Now, however, she views art history as an ongoing chronicle of artists speaking amongst themselves, similar to the centuries-spanning math and science conversations that are central to the St. John’s curriculum.
The college, Sprague continues, “definitely provides a foundation for art, because it provides a context for art.” As examples she cites “the borrowing of stories—how Rembrandt illustrated the Bible or how Homer has been a recurring theme in art.”
At the same time, it became clear to Sprague that supplementary art education would help propel her towards her eventual goal of earning a master of fine arts degree at the Marchutz School, in Aix en Provence, France.
Marchutz’s unconventional visual arts program features seminar-style classes that focus, as Sprague puts it, “on oil painting and art history though a philosophical lens.”
The school also has strong ties to St. John’s: Its director is an alumnus, and a number of Johnnies study at the school each summer though the Global Pathways Fellowship program.
Sprague used her own Pathways Fellowship to enroll in a six-week program at Rhode Island School of Design (RISD) in summer 2017. The class was taught at the RISD Museum, where students discussed works of art directly in front of them—an approach analogous to Johnnies’ engagements with original texts.
In her student report, Sprague wrote, “I had the chance to study a Roman marble Sarcophagus from the 2nd century CE, on which was sculpted a scene from Book 22 of the Iliad.”
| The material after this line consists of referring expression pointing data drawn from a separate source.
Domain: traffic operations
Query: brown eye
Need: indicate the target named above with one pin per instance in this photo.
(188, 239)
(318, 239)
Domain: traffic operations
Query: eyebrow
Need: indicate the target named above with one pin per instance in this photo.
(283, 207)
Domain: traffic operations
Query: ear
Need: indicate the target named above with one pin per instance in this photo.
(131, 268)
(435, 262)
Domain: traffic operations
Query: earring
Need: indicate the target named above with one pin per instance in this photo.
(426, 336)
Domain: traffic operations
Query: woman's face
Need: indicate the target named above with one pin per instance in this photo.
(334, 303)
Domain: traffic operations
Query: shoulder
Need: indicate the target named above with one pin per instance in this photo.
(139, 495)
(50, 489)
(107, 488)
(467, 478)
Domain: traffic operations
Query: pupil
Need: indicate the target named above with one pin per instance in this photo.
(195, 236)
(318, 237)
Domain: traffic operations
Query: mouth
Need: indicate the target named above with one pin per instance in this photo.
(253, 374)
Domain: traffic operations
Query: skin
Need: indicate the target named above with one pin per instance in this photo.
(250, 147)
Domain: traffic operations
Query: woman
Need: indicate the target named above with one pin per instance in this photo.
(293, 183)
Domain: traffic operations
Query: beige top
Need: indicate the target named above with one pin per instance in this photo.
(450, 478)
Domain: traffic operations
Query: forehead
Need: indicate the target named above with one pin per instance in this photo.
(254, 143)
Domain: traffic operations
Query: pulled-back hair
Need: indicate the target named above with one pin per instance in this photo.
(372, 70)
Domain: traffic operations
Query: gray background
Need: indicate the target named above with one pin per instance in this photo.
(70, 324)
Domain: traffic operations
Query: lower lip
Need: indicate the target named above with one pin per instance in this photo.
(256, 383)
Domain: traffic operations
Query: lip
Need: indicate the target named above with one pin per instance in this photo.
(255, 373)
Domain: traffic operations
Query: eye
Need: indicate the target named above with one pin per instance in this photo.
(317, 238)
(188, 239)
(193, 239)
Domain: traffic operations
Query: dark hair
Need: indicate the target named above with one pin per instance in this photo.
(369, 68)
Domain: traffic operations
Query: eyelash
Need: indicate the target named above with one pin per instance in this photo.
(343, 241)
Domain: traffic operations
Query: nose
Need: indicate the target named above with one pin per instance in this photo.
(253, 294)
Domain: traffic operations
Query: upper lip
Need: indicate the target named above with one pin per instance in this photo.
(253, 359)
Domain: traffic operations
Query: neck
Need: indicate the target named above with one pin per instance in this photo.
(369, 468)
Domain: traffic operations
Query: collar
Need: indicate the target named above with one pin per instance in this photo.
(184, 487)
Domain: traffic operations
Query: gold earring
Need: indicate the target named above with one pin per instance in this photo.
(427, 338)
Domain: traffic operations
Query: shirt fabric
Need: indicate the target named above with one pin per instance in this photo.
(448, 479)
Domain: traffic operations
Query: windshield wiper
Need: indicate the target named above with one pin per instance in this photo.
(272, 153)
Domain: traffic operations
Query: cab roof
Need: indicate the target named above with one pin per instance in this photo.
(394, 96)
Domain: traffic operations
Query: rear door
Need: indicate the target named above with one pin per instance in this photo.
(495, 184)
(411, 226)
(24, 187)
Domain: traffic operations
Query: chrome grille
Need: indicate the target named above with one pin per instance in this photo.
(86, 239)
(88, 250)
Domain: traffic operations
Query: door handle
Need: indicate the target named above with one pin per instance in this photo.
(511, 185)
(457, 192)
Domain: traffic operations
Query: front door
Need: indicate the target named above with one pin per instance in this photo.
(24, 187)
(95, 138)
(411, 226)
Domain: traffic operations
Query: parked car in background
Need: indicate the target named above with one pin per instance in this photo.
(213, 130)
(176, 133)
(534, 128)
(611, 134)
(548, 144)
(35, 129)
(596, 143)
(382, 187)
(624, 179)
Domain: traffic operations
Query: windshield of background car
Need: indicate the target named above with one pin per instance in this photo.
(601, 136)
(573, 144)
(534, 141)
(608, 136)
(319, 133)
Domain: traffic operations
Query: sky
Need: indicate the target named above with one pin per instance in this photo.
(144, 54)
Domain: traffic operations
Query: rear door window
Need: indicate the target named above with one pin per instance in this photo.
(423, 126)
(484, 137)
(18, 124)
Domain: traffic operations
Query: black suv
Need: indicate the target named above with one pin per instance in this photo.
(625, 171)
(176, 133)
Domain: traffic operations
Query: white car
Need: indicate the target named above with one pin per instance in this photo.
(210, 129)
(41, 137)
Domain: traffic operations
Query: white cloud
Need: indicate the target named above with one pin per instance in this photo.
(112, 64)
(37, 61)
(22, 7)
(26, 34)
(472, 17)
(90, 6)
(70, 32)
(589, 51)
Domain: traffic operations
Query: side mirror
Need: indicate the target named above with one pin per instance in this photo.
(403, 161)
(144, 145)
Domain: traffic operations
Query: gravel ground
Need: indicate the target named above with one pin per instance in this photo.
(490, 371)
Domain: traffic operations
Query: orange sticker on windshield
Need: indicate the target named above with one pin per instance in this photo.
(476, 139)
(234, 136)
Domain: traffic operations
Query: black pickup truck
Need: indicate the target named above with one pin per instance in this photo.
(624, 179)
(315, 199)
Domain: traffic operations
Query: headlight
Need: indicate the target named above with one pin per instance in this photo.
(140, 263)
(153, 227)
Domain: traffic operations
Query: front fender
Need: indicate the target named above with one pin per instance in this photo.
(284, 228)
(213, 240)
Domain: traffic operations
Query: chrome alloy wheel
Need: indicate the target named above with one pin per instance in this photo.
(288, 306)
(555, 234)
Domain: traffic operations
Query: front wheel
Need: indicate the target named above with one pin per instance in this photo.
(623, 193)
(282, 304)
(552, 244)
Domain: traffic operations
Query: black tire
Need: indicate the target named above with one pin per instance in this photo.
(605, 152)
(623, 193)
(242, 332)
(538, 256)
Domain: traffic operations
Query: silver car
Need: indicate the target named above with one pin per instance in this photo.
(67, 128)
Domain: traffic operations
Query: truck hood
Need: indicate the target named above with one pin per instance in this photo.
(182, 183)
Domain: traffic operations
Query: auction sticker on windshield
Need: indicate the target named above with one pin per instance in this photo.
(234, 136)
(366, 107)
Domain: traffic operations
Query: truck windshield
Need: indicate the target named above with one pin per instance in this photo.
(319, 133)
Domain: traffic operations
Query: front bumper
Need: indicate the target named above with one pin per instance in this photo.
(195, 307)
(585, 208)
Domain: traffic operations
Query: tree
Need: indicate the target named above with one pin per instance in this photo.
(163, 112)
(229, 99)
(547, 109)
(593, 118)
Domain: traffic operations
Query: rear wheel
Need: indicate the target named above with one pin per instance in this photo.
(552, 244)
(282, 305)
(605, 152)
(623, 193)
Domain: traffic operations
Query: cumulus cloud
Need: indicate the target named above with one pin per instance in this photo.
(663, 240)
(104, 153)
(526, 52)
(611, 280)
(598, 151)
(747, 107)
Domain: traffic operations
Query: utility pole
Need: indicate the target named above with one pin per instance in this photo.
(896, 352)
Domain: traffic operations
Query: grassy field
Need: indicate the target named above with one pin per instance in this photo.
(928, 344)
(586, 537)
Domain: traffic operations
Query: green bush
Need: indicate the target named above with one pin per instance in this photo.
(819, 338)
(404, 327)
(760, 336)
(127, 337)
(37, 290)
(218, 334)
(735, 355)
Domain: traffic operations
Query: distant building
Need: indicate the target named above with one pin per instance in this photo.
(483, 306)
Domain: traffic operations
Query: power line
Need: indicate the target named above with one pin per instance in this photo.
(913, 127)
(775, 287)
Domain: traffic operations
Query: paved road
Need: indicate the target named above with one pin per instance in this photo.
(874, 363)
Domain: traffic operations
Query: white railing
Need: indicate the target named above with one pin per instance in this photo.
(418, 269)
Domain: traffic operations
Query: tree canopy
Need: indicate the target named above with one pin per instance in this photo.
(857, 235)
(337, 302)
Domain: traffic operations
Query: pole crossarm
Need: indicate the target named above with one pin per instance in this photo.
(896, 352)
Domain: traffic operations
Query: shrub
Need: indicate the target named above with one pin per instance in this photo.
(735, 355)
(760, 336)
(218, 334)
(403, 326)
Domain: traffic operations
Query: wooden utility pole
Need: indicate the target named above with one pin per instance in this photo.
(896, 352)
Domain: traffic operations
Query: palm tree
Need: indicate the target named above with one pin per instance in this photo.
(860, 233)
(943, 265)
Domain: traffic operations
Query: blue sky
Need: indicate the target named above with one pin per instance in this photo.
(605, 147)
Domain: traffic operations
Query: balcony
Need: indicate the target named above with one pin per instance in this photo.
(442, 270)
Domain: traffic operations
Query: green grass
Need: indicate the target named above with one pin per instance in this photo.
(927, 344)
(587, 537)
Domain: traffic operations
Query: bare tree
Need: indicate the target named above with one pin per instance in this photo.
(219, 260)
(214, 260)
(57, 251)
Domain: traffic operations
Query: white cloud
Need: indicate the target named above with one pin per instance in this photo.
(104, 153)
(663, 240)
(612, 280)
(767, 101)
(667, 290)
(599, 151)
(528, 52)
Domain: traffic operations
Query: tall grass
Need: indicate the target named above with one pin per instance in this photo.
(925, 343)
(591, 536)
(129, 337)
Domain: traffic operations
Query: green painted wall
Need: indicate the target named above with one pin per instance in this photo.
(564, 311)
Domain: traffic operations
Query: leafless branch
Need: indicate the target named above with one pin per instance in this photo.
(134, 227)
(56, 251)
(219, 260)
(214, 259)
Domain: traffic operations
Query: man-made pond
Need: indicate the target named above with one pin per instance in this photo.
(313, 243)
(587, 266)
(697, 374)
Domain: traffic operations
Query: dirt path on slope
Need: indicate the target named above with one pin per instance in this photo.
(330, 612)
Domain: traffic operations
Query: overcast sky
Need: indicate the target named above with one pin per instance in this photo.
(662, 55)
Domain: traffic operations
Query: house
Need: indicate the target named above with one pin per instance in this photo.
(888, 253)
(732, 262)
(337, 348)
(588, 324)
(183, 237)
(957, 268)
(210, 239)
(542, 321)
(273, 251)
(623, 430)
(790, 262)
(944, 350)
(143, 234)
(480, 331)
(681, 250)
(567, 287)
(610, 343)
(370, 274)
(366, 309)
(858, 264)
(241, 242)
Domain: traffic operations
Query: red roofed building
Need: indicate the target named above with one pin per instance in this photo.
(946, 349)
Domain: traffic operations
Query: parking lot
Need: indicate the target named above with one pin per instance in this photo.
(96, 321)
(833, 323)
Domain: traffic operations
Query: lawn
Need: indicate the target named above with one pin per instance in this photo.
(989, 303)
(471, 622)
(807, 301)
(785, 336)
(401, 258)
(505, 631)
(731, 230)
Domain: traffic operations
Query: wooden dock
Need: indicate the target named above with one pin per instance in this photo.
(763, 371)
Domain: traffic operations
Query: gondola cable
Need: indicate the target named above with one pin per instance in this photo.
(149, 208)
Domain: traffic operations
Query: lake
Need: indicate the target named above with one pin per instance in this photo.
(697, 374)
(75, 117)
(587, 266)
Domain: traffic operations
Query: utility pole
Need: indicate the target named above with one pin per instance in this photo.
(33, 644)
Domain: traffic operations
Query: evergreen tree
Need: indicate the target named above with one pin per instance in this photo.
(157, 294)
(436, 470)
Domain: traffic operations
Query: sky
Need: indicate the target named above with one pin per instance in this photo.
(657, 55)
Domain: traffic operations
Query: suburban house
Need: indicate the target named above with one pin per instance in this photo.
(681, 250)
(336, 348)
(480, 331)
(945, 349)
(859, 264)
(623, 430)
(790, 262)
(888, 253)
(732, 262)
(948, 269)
The RISD class was billed as discussion-based, and though Sprague found that description somewhat inaccurate, she was able to employ skills honed by the Program.
“As a St. John’s student, I found it easy to participate vocally, engage with other students, and ask pointed questions.” If not for her St. John’s education, she says, “I would never have been able to get what I got out of that class.”
For Sprague, it’s important to have a question to pursue, and the RISD class allowed her to focus on one that’s currently at the forefront of her mind.
“I'm interested in what kind of position museums put art into,” she says. “It sanctifies art but also creates inaccessibility. If you are going to be a visual artist, you have to question your relationship to museum culture.”
She brings that inquisitive approach to the St. John’s visual arts study group, which she leads. Weekly meetings alternate between figure drawing and seminars where members take turns choosing a work of art and a text and discussing the relationship between the two.
“It’s been great to share my knowledge,” she says.
To continue sharing her knowledge, Sprague has applied to participate in the same RISD art history class in summer 2018, but this time as a paid teacher’s assistant. At some point in the future, she’d like to work one-on-one as an assistant to an artist. To facilitate that plan, she hopes to participate in another St. John's program: “I really want to take advantage of an Ariel Internship.”